When the set of best worlds is empty (inconsistent base), strength is 0. Otherwise, strength = |{w ∈ Best : p(w)}| / |Best|.

This captures Kratzer's graded modality: the ordering source modulates modal strength between bare possibility and necessity.

Equations

• One or more equations did not get rendered due to their size.

Concrete scenario: Rain / Wet Streets

We reuse ConditionalModality.Data's rain scenario.

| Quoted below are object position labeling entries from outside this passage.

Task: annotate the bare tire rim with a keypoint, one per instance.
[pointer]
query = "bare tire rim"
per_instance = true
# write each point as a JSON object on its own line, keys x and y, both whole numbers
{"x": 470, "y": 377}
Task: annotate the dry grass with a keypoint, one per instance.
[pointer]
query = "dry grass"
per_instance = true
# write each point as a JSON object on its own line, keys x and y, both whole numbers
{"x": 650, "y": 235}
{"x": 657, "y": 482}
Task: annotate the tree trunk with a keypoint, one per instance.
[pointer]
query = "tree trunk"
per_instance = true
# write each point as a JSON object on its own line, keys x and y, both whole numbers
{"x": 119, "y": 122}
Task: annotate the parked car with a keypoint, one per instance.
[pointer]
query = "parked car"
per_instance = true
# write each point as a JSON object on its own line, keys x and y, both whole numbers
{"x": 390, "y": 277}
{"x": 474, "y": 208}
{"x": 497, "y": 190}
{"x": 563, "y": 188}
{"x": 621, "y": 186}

With the normalcy ordering, best = {w0} (normal rain), so streetWet has strength 1. Without normalcy ordering, best = all rain-worlds {w0, w1}, and streetWet holds only at w0, so strength = 1/2.

theorem Phenomena.Modality.DegreeCollapse.strength_with_normalcy (w : Semantics.Attitudes.Intensional.World) : modalStrength (Semantics.Modality.Kratzer.restrictedBase Semantics.Modality.Kratzer.emptyBackground ConditionalModality.rained) ConditionalModality.normalcySource ConditionalModality.streetWet w = 1

With normalcy ordering: strength = 1. Best = {w0}, streetWet w0 = true.

theorem Phenomena.Modality.DegreeCollapse.strength_without_normalcy (w : Semantics.Attitudes.Intensional.World) : modalStrength (Semantics.Modality.Kratzer.restrictedBase Semantics.Modality.Kratzer.emptyBackground ConditionalModality.rained) Semantics.Modality.Kratzer.emptyBackground ConditionalModality.streetWet w = 1 / 2

Without normalcy ordering: strength = 1/2. Best = {w0, w1}, streetWet w0 = true, streetWet w1 = false.

General theorems linking strength to modal operators

theorem Phenomena.Modality.DegreeCollapse.strength_one_iff_necessity (f : Semantics.Modality.Kratzer.ModalBase) (g : Semantics.Modality.Kratzer.OrderingSource) (p : BProp Semantics.Attitudes.Intensional.World) (w : Semantics.Attitudes.Intensional.World) (hNonempty : ¬(Semantics.Modality.Kratzer.bestWorlds f g w).isEmpty = true) : modalStrength f g p w = 1 ↔ Semantics.Modality.Kratzer.necessity f g p w = true

Strength 1 ↔ necessity (when best worlds are nonempty).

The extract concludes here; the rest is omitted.